Reverse transcription-quantitative (RT-q)PCR analysis of forkhead box P3 (FOXP3) and GATA-binding protein 3 (GATA-3) expression

Total RNA was isolated using a Total RNA Extraction kit (BioTeke Corporation). RT was performed using a Prime Script RT Reagent kit (Takara, Biotechnology Co., Ltd.), according to the manufacturer's instructions. The sequences of the primers (Sangon Biotech, Shanghai, China) were as follows: FOXP3 forward, 5′-AGGGACCAAGAAGTGAGGTTTC-3′ and reverse, 5′-TGGGGTTTGTGTTGAGTGAG-3′; GATA-3 forward, 5′-AGACCACCACAACCACACTCT-3′ and reverse, 5′-GATGCCTTCCTTCTTCATAGTCA-3′; β-actin forward, 5′-AGCGAGCATCCCCCAAAGTT-3′ and reverse, 5′-GGGCACGAAGGCTCATCATT-3′. The mRNA levels of FOXP3 and GATA-3 were quantified using qPCR as described previously (5). A brief introduction is as follows. Reactions were heated to 95°C for 4 min followed by 30 cycles of denaturation at 95°C for 45 sec, annealing at 55°C (FOXP3), 58°C (GATA-3), 59°C (β-actin) for 5 sec, and extension at 72°C for 10 min. All PCR reactions were performed in duplicate. To confirm the specificity of the PCR reaction, PCR products were analyzed with 3% agarose gel electrophoresis and ethidium bromide staining, followed by visualization with anultraviolet rays transilluminator.
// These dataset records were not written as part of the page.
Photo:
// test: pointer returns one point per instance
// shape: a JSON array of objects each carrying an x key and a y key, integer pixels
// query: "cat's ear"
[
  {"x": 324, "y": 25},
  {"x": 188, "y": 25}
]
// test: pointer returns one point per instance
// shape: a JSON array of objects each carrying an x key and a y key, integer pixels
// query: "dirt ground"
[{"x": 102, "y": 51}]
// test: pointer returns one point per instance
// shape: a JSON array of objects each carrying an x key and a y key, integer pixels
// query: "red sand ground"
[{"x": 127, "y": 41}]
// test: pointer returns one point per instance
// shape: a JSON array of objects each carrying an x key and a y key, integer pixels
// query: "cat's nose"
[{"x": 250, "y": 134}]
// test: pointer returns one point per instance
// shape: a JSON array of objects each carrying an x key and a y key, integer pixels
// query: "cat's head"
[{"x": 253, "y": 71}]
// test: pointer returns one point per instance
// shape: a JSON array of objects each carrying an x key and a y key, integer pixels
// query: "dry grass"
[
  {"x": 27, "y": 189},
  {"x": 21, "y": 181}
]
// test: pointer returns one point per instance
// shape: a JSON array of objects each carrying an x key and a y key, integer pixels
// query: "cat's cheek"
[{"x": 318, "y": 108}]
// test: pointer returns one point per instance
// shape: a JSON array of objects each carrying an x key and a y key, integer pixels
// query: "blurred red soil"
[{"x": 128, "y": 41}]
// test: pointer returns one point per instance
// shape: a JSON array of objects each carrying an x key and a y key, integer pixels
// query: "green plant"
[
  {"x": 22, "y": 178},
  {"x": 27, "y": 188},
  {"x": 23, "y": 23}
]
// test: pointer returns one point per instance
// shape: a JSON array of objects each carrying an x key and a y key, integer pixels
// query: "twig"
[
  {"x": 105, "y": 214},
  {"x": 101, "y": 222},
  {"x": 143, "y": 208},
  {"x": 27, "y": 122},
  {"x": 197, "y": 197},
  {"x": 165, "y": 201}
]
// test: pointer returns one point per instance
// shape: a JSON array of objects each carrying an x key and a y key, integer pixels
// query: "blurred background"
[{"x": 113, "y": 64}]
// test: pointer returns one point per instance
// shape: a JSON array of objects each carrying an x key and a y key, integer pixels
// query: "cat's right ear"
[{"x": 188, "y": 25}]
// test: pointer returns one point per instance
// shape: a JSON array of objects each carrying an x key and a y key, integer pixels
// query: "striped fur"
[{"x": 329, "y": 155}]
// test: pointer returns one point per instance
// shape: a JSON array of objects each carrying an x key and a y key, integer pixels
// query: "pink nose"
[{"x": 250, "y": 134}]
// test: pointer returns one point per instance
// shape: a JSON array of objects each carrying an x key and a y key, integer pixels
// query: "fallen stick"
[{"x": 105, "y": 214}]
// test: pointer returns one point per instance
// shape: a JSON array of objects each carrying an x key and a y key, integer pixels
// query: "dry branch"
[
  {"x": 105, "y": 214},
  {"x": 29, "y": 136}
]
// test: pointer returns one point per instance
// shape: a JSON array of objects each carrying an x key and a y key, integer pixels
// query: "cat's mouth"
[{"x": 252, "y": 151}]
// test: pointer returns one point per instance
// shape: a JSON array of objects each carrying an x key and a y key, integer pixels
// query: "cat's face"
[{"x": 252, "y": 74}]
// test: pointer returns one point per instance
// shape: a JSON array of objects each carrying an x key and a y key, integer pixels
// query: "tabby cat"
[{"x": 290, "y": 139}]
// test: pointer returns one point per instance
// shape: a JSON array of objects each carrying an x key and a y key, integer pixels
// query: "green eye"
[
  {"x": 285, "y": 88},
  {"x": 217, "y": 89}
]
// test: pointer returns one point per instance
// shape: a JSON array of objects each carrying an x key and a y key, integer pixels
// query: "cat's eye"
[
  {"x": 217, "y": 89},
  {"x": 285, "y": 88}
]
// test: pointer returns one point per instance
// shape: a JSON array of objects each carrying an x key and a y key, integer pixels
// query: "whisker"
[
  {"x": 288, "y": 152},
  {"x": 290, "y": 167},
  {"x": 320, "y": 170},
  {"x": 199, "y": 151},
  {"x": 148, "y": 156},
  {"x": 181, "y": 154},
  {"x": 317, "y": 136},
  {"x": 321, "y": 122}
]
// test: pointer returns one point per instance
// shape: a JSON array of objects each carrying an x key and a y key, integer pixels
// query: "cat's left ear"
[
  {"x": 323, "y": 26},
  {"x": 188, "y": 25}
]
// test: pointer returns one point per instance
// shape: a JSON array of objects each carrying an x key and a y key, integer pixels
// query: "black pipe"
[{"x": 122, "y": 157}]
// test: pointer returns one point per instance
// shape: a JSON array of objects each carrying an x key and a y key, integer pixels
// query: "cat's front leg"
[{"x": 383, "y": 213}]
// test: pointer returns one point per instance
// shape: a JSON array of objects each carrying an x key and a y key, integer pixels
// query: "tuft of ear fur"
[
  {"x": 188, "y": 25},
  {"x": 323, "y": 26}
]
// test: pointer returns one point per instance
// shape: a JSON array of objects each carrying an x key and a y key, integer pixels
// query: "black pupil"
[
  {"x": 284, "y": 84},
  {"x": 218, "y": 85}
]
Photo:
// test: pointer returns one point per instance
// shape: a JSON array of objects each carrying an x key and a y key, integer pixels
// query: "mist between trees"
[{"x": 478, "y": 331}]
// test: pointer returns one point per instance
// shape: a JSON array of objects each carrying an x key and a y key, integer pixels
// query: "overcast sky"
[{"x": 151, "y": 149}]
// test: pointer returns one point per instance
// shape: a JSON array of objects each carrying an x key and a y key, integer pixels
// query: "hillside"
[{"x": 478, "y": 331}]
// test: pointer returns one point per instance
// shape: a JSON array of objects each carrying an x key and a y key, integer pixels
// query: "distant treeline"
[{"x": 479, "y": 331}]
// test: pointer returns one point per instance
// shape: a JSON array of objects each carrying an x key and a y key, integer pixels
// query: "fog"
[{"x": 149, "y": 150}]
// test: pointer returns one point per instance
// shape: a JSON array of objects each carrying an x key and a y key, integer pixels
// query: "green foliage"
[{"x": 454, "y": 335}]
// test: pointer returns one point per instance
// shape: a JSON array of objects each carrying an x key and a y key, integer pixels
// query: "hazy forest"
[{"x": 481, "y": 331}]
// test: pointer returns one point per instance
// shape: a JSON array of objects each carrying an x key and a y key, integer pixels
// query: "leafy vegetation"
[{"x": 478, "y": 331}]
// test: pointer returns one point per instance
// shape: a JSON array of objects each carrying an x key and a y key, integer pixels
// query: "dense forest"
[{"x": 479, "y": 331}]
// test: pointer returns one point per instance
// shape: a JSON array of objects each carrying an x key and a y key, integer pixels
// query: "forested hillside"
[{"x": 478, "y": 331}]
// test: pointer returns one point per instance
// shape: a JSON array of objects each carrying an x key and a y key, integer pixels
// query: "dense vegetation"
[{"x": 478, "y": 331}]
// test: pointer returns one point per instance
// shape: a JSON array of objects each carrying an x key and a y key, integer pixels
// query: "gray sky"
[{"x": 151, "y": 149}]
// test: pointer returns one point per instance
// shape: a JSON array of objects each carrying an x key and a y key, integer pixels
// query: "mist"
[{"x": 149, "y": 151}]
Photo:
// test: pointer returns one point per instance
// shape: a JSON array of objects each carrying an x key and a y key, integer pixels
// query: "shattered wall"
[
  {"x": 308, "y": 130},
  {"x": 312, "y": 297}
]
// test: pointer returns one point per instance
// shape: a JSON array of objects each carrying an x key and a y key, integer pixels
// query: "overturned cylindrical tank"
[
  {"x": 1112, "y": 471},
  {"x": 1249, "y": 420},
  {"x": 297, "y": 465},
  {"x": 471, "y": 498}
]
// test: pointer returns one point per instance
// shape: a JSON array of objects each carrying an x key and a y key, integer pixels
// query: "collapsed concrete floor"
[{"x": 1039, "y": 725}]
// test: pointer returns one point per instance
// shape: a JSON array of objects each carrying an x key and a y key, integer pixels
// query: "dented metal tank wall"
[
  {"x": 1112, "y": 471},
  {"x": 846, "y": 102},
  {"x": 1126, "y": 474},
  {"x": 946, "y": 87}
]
Western blot analysis of FOXP3 and GATA3 expression

Proteins were extracted using RIPA (Thermo Fisher Scientific, Inc.) from control co-cultured cells or following transfection with empty vector or CD86-siRNA containing vector. The protein levels of FOXP3 and GATA-3 were determined by western blot analysis as described previously (5). The dilution of FOXP3 monoclonal antibody (cat. no. 14-7979-82, eBioscience; Thermo Fisher Scientific, Inc.) was 1:1,000. The dilution of GATA3 Monoclonal Antibody (cat. no. 66400-1-IG, eBioscience; Thermo Fisher Scientific, Inc.) was 1:2,000. The dilution of Goat anti-Mouse IgG (H+L) Cross-Adsorbed Secondary Antibody (cat. no. G-21040, Invitrogen; Thermo Fisher Scientific, Inc.) was 1:2,000. The incubation temperature of the primary antibody was 4°C and the incubation duration was overnight. The incubation temperature of the secondary antibody was room temperature and the incubation duration was 1 h. Data were analyzed with Quantity One software, version 4.52 (Bio-Rad Laboratories, Inc.).

Statistical analysis

Each experiment was performed a minimum of five times. All results are presented as the mean ± SD. Data were analyzed by one-way ANOVA followed by Bonferroni post-hoc test using SPSS v.11.5 software (SPSS, Inc.). P<0.05 was considered to indicate a statistically significant difference.

Results

Expression of mDC surface molecules

The expression of CD80, CD86 and HLA-DR on mDCs was analyzed using flow cytometry. There were no significant differences in the expression of CD80 and HLA-DR on mDCs between the AR and the healthy control groups (data not shown). However, mDCs from the AR group exhibited a significantly higher expression level of CD86 compared with the control group (P<0.05; Fig. 1). CD83 is an important surface antigen expressed by mDCs. To verify that mDCs had been induced, CD83 expression levels on mDCs were analyzed by flow cytometry in a preliminary experiment. The mDCs were found to exhibit a significantly higher CD83 expression level compared with the imDCs (data not shown).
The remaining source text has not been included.